Dilema Mahasiswa Saat Ingin Beli Barang Mahal, "Nabung" Dulu atau "Ngutang"
Oleh
Ida Setyorini
·4 menit baca
Godaan membeli barang baru seperti pakaian, sepatu, dan gawai terus mengepung kita. Setiap hari kita bisa menemukan iklan yang menawarkan diskos besar dan kemudahan cara membayar. Kalau nggak punya duit, boleh ngutang. Iklan seperti itu menggiurkan banyak orang, termasuk mahasiswa.
Tapi, yang namanya mahasiswa, isi dompetnya biasanya masih pas-pasan. Apa daya, antara keinginan untuk membeli barang dengan kenyataan dompet, sering tidak sejalan. Untuk menyiasati itu, sebagian mahasiswa memilih menabung dulu. Kalau duitnya sudah cukup, baru dia membeli barang dambaan. Tapi, ada juga mahasiswa yang memilih berutang demi membeli barang.
Veren Rehatta, mahasiswa jurusan Hubungan Internasional, Fakultas Humaniora, Universitas Bina Nusantara Jakarta, termasuk mahasiswa yang memilih menabung dulu agar bisa membeli barang dambaan. Ia mengaku kebiasaan menabung sudah dimulai sejak kecil.
"Menabung berarti melatih tanggung jawab mengelola keuangan dan melatih ketekunan," ujar Veren yang terbiasa menyisihan separuh uang saku setiap bulan sebagai tabungan.
Menabung juga membuat Veren merasa lebih aman karena dapat mengontrol sendiri uang pribadinya dan tidak gamang saat ada kebutuhan mendadak. Dia juga mengakui ketika uang telah terkumpul, selalu mudah tergoda untuk memakai uang itu untuk keperluan lain.
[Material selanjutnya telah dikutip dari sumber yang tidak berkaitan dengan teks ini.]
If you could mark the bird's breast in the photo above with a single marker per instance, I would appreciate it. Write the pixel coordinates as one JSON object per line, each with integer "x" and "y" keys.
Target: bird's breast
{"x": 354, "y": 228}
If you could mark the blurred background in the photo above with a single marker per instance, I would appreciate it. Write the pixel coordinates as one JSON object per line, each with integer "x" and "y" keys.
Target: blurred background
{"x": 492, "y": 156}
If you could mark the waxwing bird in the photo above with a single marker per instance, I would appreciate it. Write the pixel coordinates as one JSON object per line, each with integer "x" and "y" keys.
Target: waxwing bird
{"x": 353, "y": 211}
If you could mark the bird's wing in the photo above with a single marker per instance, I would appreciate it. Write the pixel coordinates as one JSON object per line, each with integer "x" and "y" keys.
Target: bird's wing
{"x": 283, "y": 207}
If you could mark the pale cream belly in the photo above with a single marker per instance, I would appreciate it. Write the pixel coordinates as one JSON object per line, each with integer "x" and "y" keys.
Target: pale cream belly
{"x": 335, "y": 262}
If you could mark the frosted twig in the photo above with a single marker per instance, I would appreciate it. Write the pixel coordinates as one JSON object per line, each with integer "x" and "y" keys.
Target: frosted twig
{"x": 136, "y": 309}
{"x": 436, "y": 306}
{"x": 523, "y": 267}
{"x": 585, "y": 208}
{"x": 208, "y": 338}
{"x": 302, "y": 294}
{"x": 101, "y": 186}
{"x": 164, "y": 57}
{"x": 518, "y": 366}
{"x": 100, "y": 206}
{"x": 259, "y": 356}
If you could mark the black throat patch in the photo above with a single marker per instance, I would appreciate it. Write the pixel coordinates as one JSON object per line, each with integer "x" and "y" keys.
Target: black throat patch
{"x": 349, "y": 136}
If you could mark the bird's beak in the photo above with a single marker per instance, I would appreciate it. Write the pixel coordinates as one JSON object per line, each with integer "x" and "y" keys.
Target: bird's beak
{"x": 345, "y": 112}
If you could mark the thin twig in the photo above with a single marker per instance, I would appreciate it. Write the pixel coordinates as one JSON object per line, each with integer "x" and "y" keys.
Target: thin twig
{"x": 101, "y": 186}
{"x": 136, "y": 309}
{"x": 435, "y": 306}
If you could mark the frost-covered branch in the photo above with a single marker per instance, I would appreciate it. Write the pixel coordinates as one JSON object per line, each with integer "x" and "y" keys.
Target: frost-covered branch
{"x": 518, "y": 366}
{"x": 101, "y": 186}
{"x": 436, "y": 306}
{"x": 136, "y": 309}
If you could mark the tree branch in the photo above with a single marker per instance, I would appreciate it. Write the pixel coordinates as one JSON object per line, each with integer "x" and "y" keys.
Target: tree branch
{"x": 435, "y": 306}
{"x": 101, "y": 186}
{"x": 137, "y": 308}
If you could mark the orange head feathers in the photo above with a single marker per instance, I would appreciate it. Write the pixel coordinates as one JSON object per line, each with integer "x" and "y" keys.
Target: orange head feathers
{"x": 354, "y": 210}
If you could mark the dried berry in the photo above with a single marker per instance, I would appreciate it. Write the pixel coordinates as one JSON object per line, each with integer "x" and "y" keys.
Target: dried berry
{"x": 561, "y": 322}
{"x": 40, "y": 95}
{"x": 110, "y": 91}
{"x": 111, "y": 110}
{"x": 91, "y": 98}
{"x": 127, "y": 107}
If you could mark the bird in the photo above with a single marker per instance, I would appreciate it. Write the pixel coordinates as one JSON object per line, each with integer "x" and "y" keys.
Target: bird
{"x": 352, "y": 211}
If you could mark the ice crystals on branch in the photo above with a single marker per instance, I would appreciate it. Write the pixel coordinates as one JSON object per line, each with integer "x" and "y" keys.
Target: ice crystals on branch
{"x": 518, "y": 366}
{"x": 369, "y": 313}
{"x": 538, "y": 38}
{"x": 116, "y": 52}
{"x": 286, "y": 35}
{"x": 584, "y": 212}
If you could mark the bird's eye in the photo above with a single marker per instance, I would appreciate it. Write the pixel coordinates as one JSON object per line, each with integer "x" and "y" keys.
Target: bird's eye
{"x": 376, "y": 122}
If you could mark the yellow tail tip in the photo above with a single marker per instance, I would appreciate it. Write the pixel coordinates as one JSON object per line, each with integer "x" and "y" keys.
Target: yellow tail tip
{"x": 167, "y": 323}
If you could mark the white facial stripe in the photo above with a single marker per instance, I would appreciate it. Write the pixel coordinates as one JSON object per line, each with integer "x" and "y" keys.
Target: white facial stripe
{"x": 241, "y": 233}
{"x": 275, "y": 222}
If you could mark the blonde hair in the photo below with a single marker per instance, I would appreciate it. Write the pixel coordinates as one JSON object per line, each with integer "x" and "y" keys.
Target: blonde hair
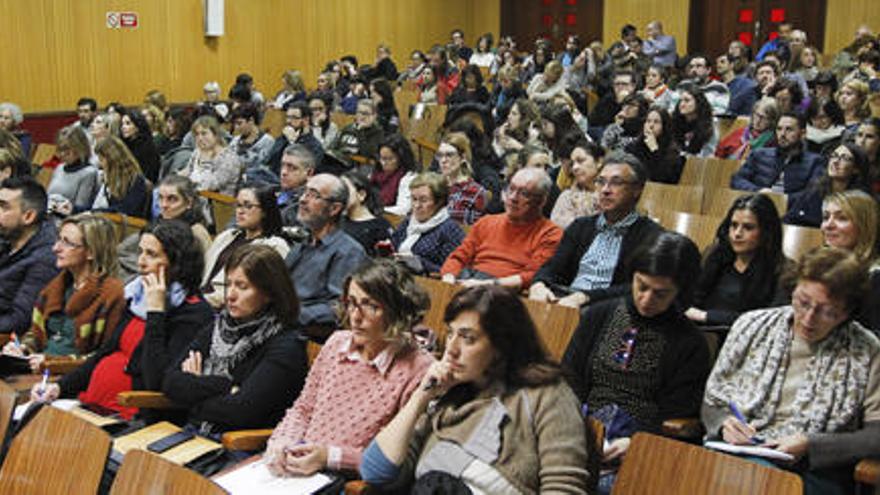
{"x": 99, "y": 240}
{"x": 861, "y": 209}
{"x": 121, "y": 168}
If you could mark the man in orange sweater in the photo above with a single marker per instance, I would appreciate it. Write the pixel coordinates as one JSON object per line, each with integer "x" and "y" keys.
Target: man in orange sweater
{"x": 508, "y": 248}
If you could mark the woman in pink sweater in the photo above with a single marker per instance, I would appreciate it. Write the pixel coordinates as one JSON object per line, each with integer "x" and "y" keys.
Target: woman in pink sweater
{"x": 361, "y": 377}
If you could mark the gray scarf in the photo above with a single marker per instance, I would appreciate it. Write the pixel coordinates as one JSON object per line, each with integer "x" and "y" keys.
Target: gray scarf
{"x": 232, "y": 341}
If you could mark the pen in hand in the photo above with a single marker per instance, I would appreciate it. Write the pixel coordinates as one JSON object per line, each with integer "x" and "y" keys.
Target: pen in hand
{"x": 739, "y": 416}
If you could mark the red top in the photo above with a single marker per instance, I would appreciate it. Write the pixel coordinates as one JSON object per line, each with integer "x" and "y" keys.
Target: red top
{"x": 109, "y": 376}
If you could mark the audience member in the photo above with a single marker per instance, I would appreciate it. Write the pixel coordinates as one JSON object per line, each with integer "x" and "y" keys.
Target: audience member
{"x": 373, "y": 364}
{"x": 589, "y": 264}
{"x": 79, "y": 308}
{"x": 319, "y": 265}
{"x": 163, "y": 313}
{"x": 124, "y": 187}
{"x": 824, "y": 415}
{"x": 787, "y": 168}
{"x": 247, "y": 365}
{"x": 742, "y": 268}
{"x": 258, "y": 222}
{"x": 428, "y": 234}
{"x": 494, "y": 366}
{"x": 636, "y": 360}
{"x": 507, "y": 249}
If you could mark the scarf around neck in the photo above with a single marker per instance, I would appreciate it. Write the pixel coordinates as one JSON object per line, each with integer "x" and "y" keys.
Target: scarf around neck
{"x": 415, "y": 229}
{"x": 232, "y": 340}
{"x": 752, "y": 366}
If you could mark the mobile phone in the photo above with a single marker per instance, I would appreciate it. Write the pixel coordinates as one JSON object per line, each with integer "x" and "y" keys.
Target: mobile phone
{"x": 170, "y": 441}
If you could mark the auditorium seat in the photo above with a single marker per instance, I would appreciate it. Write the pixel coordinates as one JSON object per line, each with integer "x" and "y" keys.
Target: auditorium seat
{"x": 55, "y": 453}
{"x": 143, "y": 473}
{"x": 654, "y": 464}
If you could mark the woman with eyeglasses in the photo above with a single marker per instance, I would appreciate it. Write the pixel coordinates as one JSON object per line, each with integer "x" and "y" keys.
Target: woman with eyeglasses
{"x": 636, "y": 361}
{"x": 847, "y": 169}
{"x": 78, "y": 309}
{"x": 467, "y": 198}
{"x": 257, "y": 221}
{"x": 493, "y": 416}
{"x": 162, "y": 314}
{"x": 360, "y": 379}
{"x": 804, "y": 378}
{"x": 850, "y": 222}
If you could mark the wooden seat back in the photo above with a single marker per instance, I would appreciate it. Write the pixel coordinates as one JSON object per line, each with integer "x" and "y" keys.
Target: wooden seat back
{"x": 698, "y": 228}
{"x": 717, "y": 201}
{"x": 797, "y": 240}
{"x": 657, "y": 196}
{"x": 654, "y": 464}
{"x": 55, "y": 453}
{"x": 143, "y": 473}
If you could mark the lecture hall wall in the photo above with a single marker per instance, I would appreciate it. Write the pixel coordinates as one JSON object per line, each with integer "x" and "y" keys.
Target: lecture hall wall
{"x": 57, "y": 50}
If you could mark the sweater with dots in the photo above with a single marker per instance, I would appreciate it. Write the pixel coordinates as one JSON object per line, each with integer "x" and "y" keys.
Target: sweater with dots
{"x": 346, "y": 402}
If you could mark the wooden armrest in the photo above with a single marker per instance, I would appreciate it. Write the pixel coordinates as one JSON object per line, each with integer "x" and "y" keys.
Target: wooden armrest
{"x": 61, "y": 366}
{"x": 246, "y": 439}
{"x": 683, "y": 428}
{"x": 868, "y": 471}
{"x": 357, "y": 487}
{"x": 145, "y": 399}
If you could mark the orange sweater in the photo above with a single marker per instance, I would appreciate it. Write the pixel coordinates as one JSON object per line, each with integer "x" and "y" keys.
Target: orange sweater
{"x": 501, "y": 248}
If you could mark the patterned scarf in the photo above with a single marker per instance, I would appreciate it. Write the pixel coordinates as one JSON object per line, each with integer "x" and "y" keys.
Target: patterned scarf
{"x": 232, "y": 341}
{"x": 751, "y": 369}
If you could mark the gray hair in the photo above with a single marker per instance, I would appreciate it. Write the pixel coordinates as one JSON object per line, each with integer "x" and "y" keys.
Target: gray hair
{"x": 14, "y": 109}
{"x": 302, "y": 153}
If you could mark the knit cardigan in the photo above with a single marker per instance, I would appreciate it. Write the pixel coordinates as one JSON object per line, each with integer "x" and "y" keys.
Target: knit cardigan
{"x": 95, "y": 308}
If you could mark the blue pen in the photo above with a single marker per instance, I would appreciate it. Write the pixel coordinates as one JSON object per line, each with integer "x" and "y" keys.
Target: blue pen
{"x": 742, "y": 419}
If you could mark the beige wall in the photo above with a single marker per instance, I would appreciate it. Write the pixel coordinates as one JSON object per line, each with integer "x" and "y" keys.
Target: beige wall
{"x": 844, "y": 17}
{"x": 672, "y": 13}
{"x": 55, "y": 51}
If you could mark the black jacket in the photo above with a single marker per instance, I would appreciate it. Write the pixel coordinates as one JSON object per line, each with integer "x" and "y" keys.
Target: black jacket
{"x": 563, "y": 267}
{"x": 165, "y": 336}
{"x": 263, "y": 385}
{"x": 683, "y": 364}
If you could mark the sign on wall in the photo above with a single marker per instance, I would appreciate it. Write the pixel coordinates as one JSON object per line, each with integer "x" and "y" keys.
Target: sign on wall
{"x": 122, "y": 20}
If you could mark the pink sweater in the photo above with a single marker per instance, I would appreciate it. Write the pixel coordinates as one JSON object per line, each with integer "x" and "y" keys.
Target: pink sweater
{"x": 346, "y": 403}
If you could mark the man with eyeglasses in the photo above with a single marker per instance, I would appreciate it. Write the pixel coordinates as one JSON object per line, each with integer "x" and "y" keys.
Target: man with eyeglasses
{"x": 508, "y": 248}
{"x": 27, "y": 262}
{"x": 786, "y": 168}
{"x": 297, "y": 130}
{"x": 319, "y": 266}
{"x": 589, "y": 264}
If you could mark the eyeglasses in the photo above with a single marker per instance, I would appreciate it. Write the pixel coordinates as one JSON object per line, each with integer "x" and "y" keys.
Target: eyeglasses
{"x": 67, "y": 244}
{"x": 445, "y": 154}
{"x": 841, "y": 156}
{"x": 511, "y": 191}
{"x": 623, "y": 355}
{"x": 803, "y": 305}
{"x": 365, "y": 307}
{"x": 311, "y": 193}
{"x": 614, "y": 182}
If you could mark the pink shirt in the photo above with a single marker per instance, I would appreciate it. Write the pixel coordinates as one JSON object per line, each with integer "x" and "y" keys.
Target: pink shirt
{"x": 347, "y": 401}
Dinda Faradiba, mahasiswa jurusan Desain Grafis Politeknik Negeri Jakarta, juga memilih menabung uang terlebih dahulu sebelum membeli barang yang mahal. Dia mengaku takut berutang, kecuali sudah sangat terdesak kebutuhan.
"Orang lain lain takut ular, saya takut utang, seperti fobia saja. Punya utang nggak enak banget, seperti dikejar hantu," ucap Dinda bergidik.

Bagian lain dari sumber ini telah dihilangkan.